Pharmacogenetics: Several polymorphic CYP450 enzymes activate clopidogrel. CYP2C19 is involved in the formation of both the active metabolite and the 2-oxo-clopidogrel intermediate metabolite. Clopidogrel active metabolite pharmacokinetics and antiplatelet effects, as measured by ex vivo platelet aggregation assays, differ according to CYP2C19 genotype. The CYP2C19*1 allele corresponds to fully functional metabolism while the CYP2C19*2 and CYP2C19*3 alleles correspond to reduced metabolism. The CYP2C19*2 and CYP2C19*3 alleles account for 85% of reduced function alleles in whites and 99% in Asians. Other alleles associated with reduced metabolism include CYP2C19*4, *5, *6, *7, and *8, but these are less frequent in the general population.
Pharmacogenetic testing can identify genotypes associated with variability in CYP2C19 activity.
There may be genetic variants of other CYP450 enzymes with effects on the ability to form the active metabolite of clopidogrel.
Toxicology: Preclinical Safety Data: During preclinical studies in rat and baboon, the most frequently observed effects were liver changes. These occurred at doses representing at least 25 times the exposure seen in humans receiving the clinical dose of 75 mg/day and were a consequence of an effect on hepatic metabolising enzymes. No effect on hepatic metabolising enzymes were observed in humans receiving clopidogrel at the therapeutic dose.

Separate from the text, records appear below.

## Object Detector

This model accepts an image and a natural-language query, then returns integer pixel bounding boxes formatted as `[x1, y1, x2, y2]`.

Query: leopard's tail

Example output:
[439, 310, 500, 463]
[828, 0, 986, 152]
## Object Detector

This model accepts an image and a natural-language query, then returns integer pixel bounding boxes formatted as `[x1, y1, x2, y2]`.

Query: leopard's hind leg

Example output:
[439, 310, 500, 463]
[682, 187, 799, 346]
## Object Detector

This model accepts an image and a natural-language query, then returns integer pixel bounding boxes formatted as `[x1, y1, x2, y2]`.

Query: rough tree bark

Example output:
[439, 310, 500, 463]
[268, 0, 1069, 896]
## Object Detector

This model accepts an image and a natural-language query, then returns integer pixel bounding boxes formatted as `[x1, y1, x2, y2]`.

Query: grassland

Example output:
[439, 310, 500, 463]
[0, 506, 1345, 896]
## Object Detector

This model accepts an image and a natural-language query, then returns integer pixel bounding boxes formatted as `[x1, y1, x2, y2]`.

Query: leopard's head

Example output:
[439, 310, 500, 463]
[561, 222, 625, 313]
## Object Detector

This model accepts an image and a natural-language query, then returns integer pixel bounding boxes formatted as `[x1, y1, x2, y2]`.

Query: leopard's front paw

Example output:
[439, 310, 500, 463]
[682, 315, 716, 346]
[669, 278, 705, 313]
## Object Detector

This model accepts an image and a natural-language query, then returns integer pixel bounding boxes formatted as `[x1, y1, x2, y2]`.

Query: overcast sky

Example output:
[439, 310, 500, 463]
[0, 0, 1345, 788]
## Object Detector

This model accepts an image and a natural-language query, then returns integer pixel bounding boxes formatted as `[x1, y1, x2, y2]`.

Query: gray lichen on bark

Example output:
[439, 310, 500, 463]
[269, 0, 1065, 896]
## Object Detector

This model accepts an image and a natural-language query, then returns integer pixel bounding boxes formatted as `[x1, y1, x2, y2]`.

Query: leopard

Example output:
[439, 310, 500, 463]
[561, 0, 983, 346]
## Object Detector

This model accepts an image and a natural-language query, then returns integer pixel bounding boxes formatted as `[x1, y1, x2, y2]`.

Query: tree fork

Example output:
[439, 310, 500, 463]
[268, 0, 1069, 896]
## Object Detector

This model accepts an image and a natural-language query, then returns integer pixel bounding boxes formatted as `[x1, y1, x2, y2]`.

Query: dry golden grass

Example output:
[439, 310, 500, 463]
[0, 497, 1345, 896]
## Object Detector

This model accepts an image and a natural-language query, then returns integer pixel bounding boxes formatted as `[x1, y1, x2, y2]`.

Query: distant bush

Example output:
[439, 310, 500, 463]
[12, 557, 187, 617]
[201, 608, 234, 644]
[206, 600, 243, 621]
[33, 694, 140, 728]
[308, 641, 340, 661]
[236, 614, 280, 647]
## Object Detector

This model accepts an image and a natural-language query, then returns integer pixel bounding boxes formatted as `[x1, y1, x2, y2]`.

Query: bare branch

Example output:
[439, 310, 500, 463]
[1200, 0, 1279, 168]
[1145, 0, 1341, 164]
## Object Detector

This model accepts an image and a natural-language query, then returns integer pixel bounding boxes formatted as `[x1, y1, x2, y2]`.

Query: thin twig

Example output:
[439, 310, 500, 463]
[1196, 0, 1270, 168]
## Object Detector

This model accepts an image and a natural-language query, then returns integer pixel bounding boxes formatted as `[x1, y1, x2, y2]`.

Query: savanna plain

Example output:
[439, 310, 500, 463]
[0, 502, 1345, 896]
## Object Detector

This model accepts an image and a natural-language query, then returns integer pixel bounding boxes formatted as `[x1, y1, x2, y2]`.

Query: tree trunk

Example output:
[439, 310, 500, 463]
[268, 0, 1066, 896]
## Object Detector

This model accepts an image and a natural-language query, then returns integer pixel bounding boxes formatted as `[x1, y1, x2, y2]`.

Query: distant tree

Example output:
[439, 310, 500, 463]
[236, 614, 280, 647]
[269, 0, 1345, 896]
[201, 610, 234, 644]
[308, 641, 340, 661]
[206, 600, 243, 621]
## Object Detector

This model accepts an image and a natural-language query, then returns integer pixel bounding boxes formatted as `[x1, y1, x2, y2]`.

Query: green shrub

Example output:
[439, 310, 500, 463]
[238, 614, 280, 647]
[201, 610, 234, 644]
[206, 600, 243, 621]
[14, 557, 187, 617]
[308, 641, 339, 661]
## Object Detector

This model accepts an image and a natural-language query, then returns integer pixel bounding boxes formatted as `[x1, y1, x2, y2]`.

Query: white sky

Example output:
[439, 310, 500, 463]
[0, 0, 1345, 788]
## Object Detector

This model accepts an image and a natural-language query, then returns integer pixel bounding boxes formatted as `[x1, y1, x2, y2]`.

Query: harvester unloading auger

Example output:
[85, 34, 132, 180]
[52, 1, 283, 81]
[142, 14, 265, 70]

At very high doses, a poor gastric tolerability (gastritis, gastric erosions and/or vomiting) of clopidogrel was also reported in rat and baboon.
There was no evidence of carcinogenic effect when clopidogrel was administered for 78 weeks to mice and 104 weeks to rats when given at doses up to 77 mg/kg/day (representing at least 25 times the exposure seen in humans receiving the clinical dose of 75 mg/day).
Clopidogrel has been tested in a range of in vitro and in vivo genotoxicity studies, and showed no genotoxic activity.
Clopidogrel was found to have no effect on the fertility of male and female rats and was not teratogenic in either rats or rabbits. When given to lactating rats, clopidogrel caused a slight delay in the development of the offspring. Specific pharmacokinetic studies performed with radiolabelled clopidogrel have shown that the parent compound or its metabolites are excreted in the milk. Consequently, a direct effect (slight toxicity) or an indirect effect (low palatability) cannot be excluded.